The turning point came one day when Roz's mother, married for 50 years, said to her, "Honey, I know you love those kids. But your marriage is the most important relationship." Grandma offered to take the kids for an upcoming weekend, and Roz and her husband booked a trip to Las Vegas.

"We now go to Las Vegas three times a year," says Roz, who lives outside New York City. "The minute we are on that plane I literally flip a switch, leaving the kids behind and just focusing on my husband. Those getaways have helped preserved the intimacy in our marriage.

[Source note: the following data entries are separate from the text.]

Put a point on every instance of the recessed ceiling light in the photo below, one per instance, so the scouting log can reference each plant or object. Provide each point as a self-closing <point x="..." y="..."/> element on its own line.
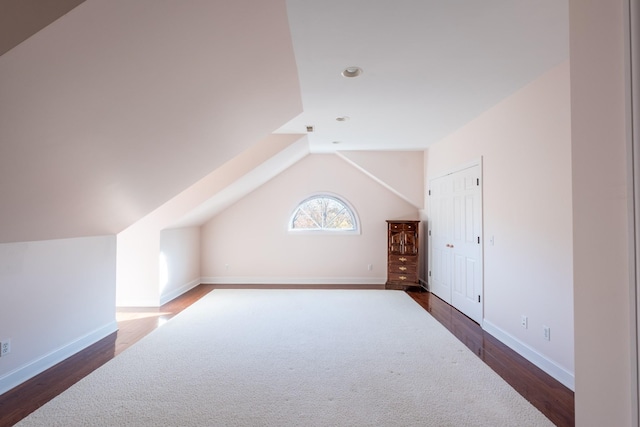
<point x="352" y="72"/>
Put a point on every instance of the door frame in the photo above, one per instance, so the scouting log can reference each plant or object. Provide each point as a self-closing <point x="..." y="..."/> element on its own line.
<point x="632" y="41"/>
<point x="475" y="162"/>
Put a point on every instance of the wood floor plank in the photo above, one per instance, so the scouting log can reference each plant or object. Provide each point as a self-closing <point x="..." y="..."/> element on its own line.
<point x="548" y="395"/>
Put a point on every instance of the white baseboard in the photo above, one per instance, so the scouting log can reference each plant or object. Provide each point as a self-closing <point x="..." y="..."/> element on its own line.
<point x="30" y="370"/>
<point x="234" y="280"/>
<point x="177" y="292"/>
<point x="138" y="303"/>
<point x="549" y="366"/>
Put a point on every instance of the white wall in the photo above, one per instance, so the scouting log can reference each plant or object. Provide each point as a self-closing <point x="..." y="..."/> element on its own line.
<point x="252" y="238"/>
<point x="179" y="261"/>
<point x="138" y="262"/>
<point x="525" y="145"/>
<point x="58" y="297"/>
<point x="600" y="197"/>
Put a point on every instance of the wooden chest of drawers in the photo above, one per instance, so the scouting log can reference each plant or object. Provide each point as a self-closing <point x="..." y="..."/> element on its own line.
<point x="402" y="254"/>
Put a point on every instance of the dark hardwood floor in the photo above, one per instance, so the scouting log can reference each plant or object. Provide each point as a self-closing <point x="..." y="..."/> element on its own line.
<point x="549" y="396"/>
<point x="545" y="393"/>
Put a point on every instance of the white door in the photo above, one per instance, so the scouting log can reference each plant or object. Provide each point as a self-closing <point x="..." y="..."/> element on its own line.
<point x="440" y="226"/>
<point x="455" y="240"/>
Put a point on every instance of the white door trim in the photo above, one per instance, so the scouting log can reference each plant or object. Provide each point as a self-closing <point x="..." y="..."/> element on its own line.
<point x="632" y="37"/>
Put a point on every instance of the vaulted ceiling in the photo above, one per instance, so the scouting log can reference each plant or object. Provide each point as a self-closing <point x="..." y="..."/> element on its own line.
<point x="116" y="106"/>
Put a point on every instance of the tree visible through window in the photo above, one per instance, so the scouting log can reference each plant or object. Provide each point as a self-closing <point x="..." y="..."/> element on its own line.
<point x="323" y="212"/>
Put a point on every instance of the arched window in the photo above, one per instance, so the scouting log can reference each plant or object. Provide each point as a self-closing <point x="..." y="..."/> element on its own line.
<point x="324" y="212"/>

"We take a total break from worrying about our son and flip that switch into pure escapism. We indulge in the food, the wine, the shows, the beds with mirrors on the ceiling. Having great hotel sex is a remedy for anything. We feel like those giddy college students that met 20 years ago, and the fire of Vegas stays with us once we get back home."

"I stopped bugging him about money."

The sputtering economy has taken its toll on many couples I interviewed. When Jade was laid off from her six-figure job with an international food supplier, she was actually relieved. Throughout her marriage she has earned two to three times as much as her husband, and he had finally procured a lucrative senior position in finance. "Finally, I could take a break," she says, "I could spend more time with our one child and more time with my aging parents."

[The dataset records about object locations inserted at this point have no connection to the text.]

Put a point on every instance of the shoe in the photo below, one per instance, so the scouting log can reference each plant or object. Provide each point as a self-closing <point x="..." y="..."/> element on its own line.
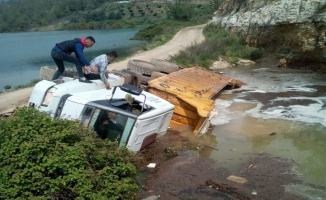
<point x="107" y="74"/>
<point x="85" y="81"/>
<point x="129" y="99"/>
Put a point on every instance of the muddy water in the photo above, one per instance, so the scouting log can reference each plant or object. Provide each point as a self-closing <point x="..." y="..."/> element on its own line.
<point x="281" y="112"/>
<point x="278" y="111"/>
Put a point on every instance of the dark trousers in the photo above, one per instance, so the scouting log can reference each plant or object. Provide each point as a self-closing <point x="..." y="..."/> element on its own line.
<point x="92" y="76"/>
<point x="59" y="57"/>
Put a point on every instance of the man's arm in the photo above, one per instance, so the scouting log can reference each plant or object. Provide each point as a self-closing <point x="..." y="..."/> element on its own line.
<point x="103" y="69"/>
<point x="80" y="54"/>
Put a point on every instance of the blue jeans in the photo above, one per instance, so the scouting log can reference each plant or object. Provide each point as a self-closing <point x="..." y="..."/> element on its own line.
<point x="60" y="56"/>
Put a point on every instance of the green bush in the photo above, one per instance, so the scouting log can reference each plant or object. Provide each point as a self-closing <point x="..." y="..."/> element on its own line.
<point x="218" y="42"/>
<point x="149" y="33"/>
<point x="7" y="87"/>
<point x="44" y="158"/>
<point x="180" y="10"/>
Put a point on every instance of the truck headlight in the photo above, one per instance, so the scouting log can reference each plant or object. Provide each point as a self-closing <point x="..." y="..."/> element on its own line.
<point x="48" y="96"/>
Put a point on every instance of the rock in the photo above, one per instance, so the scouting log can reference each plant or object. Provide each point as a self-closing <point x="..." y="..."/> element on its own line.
<point x="152" y="198"/>
<point x="282" y="63"/>
<point x="245" y="62"/>
<point x="292" y="28"/>
<point x="221" y="64"/>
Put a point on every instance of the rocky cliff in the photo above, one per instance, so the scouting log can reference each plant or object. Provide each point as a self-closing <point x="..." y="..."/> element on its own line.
<point x="294" y="29"/>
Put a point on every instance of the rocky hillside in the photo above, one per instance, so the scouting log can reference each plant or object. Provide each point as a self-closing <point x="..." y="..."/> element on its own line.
<point x="295" y="29"/>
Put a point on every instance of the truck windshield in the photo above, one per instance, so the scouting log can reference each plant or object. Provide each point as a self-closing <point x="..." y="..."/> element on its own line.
<point x="108" y="124"/>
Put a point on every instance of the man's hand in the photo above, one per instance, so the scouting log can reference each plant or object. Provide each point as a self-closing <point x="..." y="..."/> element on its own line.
<point x="94" y="69"/>
<point x="107" y="85"/>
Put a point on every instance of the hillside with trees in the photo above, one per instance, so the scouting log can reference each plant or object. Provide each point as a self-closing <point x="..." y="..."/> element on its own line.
<point x="29" y="15"/>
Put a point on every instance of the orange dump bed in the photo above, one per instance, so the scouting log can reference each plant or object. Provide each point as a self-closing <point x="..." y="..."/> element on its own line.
<point x="192" y="91"/>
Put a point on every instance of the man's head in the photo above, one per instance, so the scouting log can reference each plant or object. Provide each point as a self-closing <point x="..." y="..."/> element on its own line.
<point x="89" y="41"/>
<point x="112" y="116"/>
<point x="112" y="55"/>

Her relief was short-lived; six months into his new post her husband's company filed Chapter 11 and let him go. As he scoured the meager pickings in the Want Ads for openings in corporate finance, she was forced to go back to work as a freelance restaurant consultant.

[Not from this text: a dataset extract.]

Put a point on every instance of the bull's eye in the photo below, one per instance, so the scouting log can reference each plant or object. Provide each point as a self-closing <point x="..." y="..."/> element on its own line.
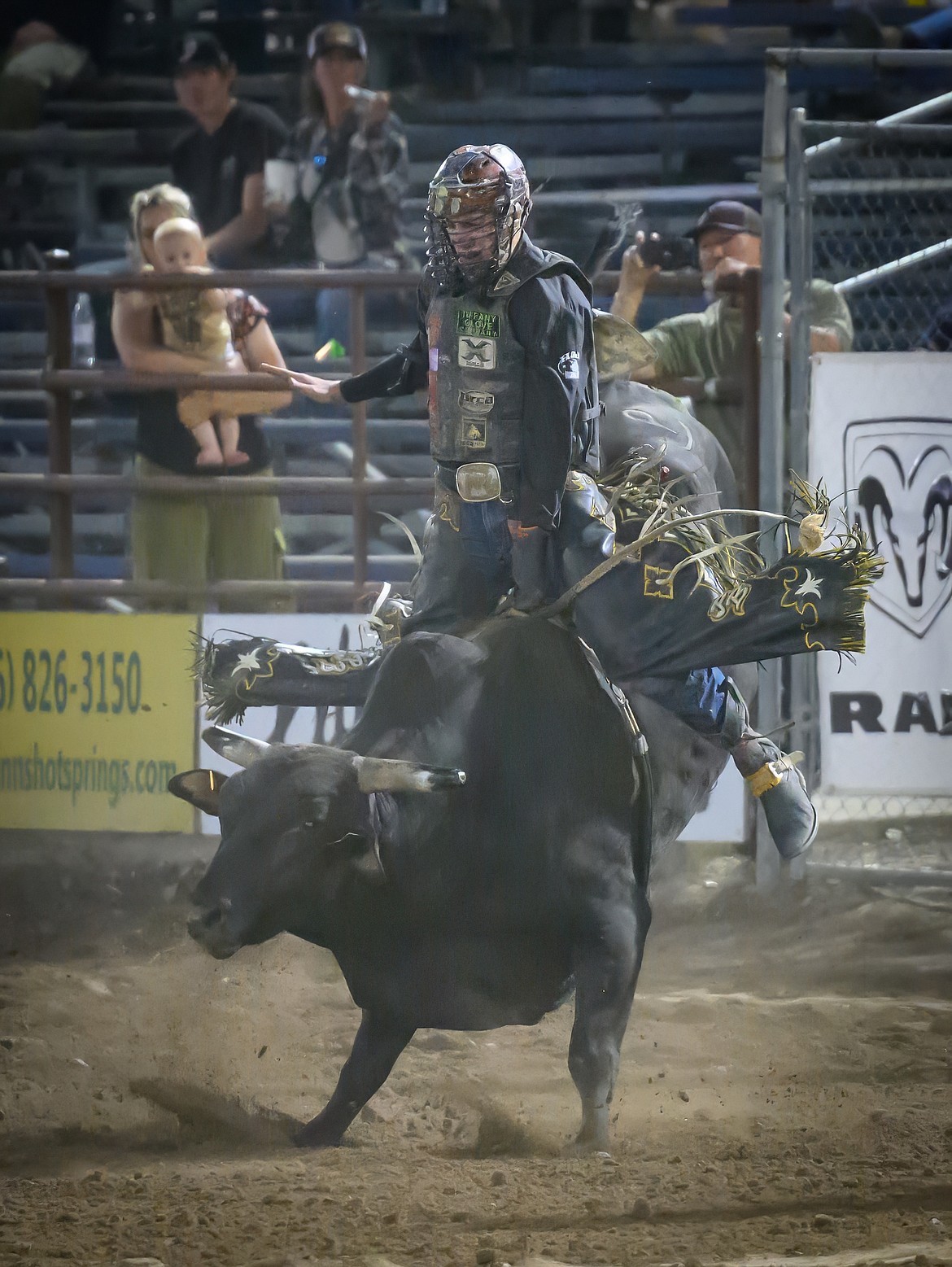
<point x="315" y="811"/>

"Oh yes, I was really upset about this," says Jade. "I shouldered the majority of the financial weight for our whole 20-year marriage. Finally, it was his turn to get out there.

"When finances get rocky your whole life feels rocky. If you are worried about day-to-day sustenance, guess what? Are you going to be in the mood for sex? Are you going to be pleasant and happy? Probably not."

Her transformation came one day while listening to a girlfriend in a similar situation complain that instead of rigorous job hunting, her own out-of-work husband had started to take guitar lessons. Jade began to let go of her anger and feel compassion as she observed her husband ruthlessly pursuing every lead and going on countless interviews.

"I started being open to hearing what's in his heart, which is a lot of frustration with the job hunt," says Jade. "And in the meantime, this little consulting business of mine is starting to really grow. I love being my own boss with a flexible schedule after years of being ruled by a huge organization.

"Once I stopped bugging my husband about money our relationship turned a corner."

"After 8 p.m., I stay away from subjects that will piss him off."

This is my own advice for a marital makeover: Stay away from combustible subjects at night. My husband of 23 years and I used to have our worst arguments after our four sons had retreated to their own rooms to do homework. I'd use that opportunity when it was just the two of us to bring up touchy topics I didn't want the boys to hear; about money, about house repairs he said he'd do and didn't, about how he seems to love watching hockey more than talking to me.

About a year ago I brought up one of his least favorite reminders, that our fireplace still didn't work after 18 years living in the same house. He was watching his beloved Capitals hockey team lose, and he turned to me, the vein throbbing in his neck:

"Don't talk to me about stuff that will piss me off at night," he snapped. "It keeps me awake. This is the only time all day I get to relax."

Too riled myself to fall asleep, I lay in bed and really got what he was saying. Being pissed off is no way to end a long day. One of my resolutions in January 2011 was to avoid inflammatory conversation after 8 p.m. That has led to the creation of a more attentive husband who is more eager to warm me in other ways since our fireplace still isn't fixed.